Meet Norma Russell, who has spent her whole life volunteering and is ironically living at the facility she has loved and fundraised for most of her life!

Norma is a resident of Uniting AgeWell Kings Meadows Community Aldersgate and before that lived at one of the lovely units at Uniting AgeWell Wesley Court Units in South Launceston.

She was one of the movers and shakers in the formation of what was first called Aldersgate Facility and is now Uniting Age Well Kings Meadows Community.

Norma recalls, "I was at the first meeting where it was decided that we needed a home to support older people in Launceston."

In her younger days, Norma was a highly active member of the Uniting Church Adult Fellowship (UCAF) and was at one stage secretary and president of the Uniting Church Guild which was made up of all the local churches and their support groups.

"Every month one of the church organising support groups would visit Aldersgate and provide afternoon tea for the residents," Norma recalls. "They would bring fancy tablecloths, fancy crockery, and of course special treats like sandwiches, cakes and scones with jam and cream. The room would be set up and residents would gather for these monthly social events and entertainment."

There was a huge amount of fundraising by the Guild to support the aged care facility. The church ran its Harvest Festival, where large amounts of fruit and veggies were donated to the facility.

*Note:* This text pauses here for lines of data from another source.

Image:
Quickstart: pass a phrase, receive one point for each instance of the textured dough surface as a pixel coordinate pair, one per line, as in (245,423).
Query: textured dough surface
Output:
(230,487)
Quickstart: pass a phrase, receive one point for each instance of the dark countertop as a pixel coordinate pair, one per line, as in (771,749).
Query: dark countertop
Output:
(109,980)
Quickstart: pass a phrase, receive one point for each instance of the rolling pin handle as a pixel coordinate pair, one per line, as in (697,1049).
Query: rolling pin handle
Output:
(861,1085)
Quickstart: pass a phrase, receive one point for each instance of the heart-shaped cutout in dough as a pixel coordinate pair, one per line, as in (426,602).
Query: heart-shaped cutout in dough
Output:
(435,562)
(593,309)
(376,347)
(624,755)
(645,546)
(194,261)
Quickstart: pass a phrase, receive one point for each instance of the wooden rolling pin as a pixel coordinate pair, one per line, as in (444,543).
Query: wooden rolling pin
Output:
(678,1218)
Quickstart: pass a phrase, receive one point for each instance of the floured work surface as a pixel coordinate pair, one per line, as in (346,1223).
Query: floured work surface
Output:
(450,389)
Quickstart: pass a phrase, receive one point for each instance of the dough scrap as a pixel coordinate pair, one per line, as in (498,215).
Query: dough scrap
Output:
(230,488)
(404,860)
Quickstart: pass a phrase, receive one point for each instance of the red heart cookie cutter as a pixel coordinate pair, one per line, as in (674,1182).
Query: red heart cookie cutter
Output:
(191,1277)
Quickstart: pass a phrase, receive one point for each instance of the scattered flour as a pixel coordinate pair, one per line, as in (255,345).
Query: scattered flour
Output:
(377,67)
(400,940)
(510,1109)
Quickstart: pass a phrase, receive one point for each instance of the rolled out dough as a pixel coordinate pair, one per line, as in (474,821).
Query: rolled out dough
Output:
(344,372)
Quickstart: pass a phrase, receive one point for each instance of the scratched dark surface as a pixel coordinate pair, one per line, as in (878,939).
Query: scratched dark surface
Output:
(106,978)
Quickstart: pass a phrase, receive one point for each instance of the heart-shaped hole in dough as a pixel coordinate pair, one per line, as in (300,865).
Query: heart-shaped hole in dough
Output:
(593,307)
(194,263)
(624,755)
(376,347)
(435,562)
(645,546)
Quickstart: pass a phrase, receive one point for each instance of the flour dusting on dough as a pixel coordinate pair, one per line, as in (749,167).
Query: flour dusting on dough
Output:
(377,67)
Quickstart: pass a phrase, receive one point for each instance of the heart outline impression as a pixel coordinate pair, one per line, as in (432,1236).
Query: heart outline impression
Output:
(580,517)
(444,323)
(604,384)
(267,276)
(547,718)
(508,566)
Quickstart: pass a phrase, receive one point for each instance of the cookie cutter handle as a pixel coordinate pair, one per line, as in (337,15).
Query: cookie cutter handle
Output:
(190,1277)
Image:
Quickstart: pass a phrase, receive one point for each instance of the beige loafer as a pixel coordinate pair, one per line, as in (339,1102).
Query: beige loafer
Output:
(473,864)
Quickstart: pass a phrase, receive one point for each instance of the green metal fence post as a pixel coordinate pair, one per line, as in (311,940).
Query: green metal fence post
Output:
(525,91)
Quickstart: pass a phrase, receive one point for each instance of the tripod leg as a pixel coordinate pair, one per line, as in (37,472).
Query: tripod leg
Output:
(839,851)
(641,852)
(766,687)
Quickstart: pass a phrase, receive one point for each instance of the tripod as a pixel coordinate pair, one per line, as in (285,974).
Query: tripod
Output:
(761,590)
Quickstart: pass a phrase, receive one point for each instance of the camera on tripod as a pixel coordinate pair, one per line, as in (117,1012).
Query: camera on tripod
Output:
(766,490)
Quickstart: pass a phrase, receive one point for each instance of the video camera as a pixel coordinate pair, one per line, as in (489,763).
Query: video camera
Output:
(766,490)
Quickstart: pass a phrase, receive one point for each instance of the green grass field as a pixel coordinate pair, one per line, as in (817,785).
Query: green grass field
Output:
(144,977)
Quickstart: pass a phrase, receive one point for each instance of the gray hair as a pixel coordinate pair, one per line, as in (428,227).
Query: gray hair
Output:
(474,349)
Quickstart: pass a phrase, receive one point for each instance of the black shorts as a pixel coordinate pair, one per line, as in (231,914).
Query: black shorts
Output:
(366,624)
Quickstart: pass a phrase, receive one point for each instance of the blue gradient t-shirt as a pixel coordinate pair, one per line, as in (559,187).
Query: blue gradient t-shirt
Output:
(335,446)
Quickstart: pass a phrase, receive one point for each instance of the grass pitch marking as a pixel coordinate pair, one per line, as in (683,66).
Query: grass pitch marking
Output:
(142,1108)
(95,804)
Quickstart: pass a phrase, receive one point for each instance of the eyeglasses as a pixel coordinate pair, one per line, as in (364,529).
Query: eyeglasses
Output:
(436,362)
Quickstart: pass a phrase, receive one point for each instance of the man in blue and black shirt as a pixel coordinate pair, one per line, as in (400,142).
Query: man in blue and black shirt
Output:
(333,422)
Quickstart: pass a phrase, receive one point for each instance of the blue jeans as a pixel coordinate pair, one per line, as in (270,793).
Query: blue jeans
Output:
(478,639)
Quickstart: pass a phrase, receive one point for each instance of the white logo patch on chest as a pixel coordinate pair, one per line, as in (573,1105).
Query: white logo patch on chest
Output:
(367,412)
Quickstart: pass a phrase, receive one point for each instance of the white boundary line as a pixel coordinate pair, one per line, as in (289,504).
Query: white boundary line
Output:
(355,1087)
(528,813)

"Nothing was ever wasted," Norma recalls. "At the end of the apple season car loads of members would visit the orchards and pick the windfall apples and take them to Aldersgate. Members would take over the kitchen and these apples would be peeled, stewed, bottled, made into apple sauce, and anything else an apple could be used for throughout the year. We couldn’t do this today, but it worked back then!"

The group also sold buttons on the street, often in terrible weather, to raise money. They held regular stalls at Patterson Street Church and the 7EX Fair at the Albert Hall to fundraise for incidentals at the aged care facility.

"I was personally famous for my apple cakes and at our last fundraiser had people ordering them before the stall opened, so they wouldn’t miss out," Norma says. "I was also a dab hand at making lollies."

Norma recently visited the Wesley Court independent retirement village and found that Kathleen was still caring for her three-legged stray cat.

Her love of volunteering runs deep. For the last couple of years, Norma has been knitting trauma bears for children at the hospital who have suffered trauma in their lives.